Furthermore, CAPSIF outperforms previous methods specifically tuned for carbohydrate binding. CAPSIF:V achieved a 0.599 MCC, and CAPSIF:G achieved a 0.538 MCC on the test dataset. Tsai et al., 2012’s method using probability density maps achieved a 0.45 MCC on their independent test dataset of 108 proteins, SPOT-Struc achieved a 0.45 MCC on their test dataset of 14 proteins (Zhao et al., 2014), and SPRINT-CBH achieved an MCC of 0.27 MCC on their test set of 158 proteins (Taherzadeh et al., 2016). Although these datasets differ from ours, ours is a similarly constructed nonhomologous dataset of 162 structures, and CAPSIF has a markedly stronger MCC. Although CAPSIF:V performs best, we advocate for using CAPSIF:V and CAPSIF:G in tandem to predict carbohydrate-binding residues because there are numerous cases where one CAPSIF model outperforms the other.
Although CAPSIF accurately captures the protein–carbohydrate-binding interface, there are limitations. CAPSIF is carbohydrate-agnostic, so it only predicts that a protein residue will bind one of the 16 carbohydrate monomers. In other words, CAPSIF predicts the location of carbohydrate binding, but it does not predict which carbohydrate preferentially binds there. Furthermore, CAPSIF was only trained and tested on known non-covalent carbohydrate-binding proteins. Therefore, CAPSIF may not be informative on non-carbohydrate-binding proteins or proteins that bind glycoconjugates, such as ribose in nucleic acids, ATP/ADP, or GTP/GDP (Supplementary Figure S10). CAPSIF was trained on a small set of sixteen sugar residue types, and it will be most useful for non-modified sugar residues. Another limitation is that CAPSIF fails to predict any binding on about three times as many AF2-predicted structures as crystal structures. Unfortunately, CAPSIF prediction accuracy on AF2 structures is not correlated with pLDDT confidence metrics, so it is not possible to know when it will fail. Furthermore, CAPSIF was tested on AF2-predicted structures for proteins that already exist and may exist in the AF2 training set.

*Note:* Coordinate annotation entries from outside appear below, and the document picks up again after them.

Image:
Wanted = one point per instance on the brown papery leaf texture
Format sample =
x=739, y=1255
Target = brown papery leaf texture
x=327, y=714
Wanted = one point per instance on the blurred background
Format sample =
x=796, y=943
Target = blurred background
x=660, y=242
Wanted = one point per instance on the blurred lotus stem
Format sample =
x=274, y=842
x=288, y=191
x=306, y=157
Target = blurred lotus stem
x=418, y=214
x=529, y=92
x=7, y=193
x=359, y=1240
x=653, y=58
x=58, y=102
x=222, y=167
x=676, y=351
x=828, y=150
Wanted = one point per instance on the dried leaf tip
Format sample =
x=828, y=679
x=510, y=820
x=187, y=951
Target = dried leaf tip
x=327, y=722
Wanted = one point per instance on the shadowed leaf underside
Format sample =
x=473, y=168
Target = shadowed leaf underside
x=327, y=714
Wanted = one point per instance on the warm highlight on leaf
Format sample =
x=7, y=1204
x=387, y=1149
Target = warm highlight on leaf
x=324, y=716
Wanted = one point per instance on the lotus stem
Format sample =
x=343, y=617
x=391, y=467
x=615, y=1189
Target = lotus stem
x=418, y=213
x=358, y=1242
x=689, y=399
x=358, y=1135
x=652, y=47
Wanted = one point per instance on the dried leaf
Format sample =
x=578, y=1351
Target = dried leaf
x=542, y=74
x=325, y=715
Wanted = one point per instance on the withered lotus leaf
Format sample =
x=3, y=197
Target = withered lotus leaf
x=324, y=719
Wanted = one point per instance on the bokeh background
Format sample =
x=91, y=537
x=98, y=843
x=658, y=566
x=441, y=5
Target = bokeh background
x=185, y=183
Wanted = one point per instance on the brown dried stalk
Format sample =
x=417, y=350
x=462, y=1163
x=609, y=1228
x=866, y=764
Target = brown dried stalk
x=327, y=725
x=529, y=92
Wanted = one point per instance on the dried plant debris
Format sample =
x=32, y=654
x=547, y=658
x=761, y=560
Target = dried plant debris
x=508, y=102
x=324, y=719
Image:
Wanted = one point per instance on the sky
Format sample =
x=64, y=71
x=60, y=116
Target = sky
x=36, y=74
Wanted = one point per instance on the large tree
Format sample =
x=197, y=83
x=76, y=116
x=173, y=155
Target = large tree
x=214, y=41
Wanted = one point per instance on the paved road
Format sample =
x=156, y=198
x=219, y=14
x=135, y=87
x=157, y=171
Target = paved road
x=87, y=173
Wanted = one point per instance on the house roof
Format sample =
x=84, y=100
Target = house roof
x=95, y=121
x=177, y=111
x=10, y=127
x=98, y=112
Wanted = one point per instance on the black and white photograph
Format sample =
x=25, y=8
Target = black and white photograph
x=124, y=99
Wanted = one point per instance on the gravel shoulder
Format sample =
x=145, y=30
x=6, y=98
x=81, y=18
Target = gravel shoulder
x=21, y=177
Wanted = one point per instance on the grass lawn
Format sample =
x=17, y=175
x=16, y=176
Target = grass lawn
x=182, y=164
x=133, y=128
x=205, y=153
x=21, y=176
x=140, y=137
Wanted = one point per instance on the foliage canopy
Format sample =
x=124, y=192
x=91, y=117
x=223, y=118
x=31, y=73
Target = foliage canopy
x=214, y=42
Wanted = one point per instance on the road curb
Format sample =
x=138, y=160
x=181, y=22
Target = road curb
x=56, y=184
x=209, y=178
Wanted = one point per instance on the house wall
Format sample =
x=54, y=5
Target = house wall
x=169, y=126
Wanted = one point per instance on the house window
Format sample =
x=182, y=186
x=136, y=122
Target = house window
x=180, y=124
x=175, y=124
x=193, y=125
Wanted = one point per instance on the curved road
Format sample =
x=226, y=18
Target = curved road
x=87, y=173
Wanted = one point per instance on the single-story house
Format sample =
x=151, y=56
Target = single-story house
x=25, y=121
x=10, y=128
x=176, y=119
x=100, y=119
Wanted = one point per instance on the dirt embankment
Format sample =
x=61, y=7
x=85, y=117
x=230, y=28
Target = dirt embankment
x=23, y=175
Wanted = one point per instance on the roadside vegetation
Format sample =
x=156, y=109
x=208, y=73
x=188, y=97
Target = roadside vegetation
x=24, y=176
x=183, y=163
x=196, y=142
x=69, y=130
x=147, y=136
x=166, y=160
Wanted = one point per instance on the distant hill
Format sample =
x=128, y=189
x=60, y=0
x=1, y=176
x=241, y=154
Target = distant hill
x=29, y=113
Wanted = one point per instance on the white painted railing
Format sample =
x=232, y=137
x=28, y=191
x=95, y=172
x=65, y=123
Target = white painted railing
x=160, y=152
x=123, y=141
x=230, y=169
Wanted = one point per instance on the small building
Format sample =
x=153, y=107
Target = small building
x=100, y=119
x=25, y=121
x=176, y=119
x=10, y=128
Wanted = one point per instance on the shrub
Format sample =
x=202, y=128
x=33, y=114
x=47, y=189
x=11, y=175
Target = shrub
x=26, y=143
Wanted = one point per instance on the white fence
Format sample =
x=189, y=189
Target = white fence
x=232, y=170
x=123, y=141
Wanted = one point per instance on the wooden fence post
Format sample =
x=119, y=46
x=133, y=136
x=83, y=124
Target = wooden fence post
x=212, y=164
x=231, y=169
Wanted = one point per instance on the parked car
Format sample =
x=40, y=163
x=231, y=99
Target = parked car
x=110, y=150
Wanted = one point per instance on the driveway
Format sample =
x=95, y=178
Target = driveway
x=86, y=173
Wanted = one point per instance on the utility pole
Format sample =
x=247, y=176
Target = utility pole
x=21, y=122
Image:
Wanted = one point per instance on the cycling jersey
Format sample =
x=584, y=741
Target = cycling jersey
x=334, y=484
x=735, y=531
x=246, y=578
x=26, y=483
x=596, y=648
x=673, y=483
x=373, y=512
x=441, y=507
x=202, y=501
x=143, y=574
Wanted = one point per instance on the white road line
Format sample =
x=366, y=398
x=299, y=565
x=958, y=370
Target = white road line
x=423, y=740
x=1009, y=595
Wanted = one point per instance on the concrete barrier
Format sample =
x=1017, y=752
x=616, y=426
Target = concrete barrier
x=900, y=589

The scope of CAPSIF makes it well-suited for a computational pipeline. We suggest the use of DeepFRI (Gligorijević et al., 2021), a DL model that predicts protein function, to first determine whether it is a carbohydrate-binding protein. If it is a carbohydrate-binding protein, then LectinOracle (Lundstrøm et al., 2022) or GlyNet (Carpenter et al., 2022) can be used to predict which carbohydrates bind the protein. CAPSIF can then predict binding locations, either from an experimental structure or AF2-generated structures, and then GlycanDock (Nance et al., 2021) can predict a docked protein–carbohydrate structure.
We tested part of this pipeline by predicting the binding region using CAPSIF:V and docking the known carbohydrate binder to the region with GlycanDock (Nance et al., 2021). CAPSIF:V predicted binding sites on four of the five proteins. The antibody case, which failed, bound a carbohydrate at the complementary determining region (CDR) loops, split over two chains, but CAPSIF was trained only on single chain data. When the register was adjusted, each structure yielded a ligand RMSD less than 6 Å. We anticipated that a more well-tuned pipeline could yield higher accuracy structures ab initio from sequence only.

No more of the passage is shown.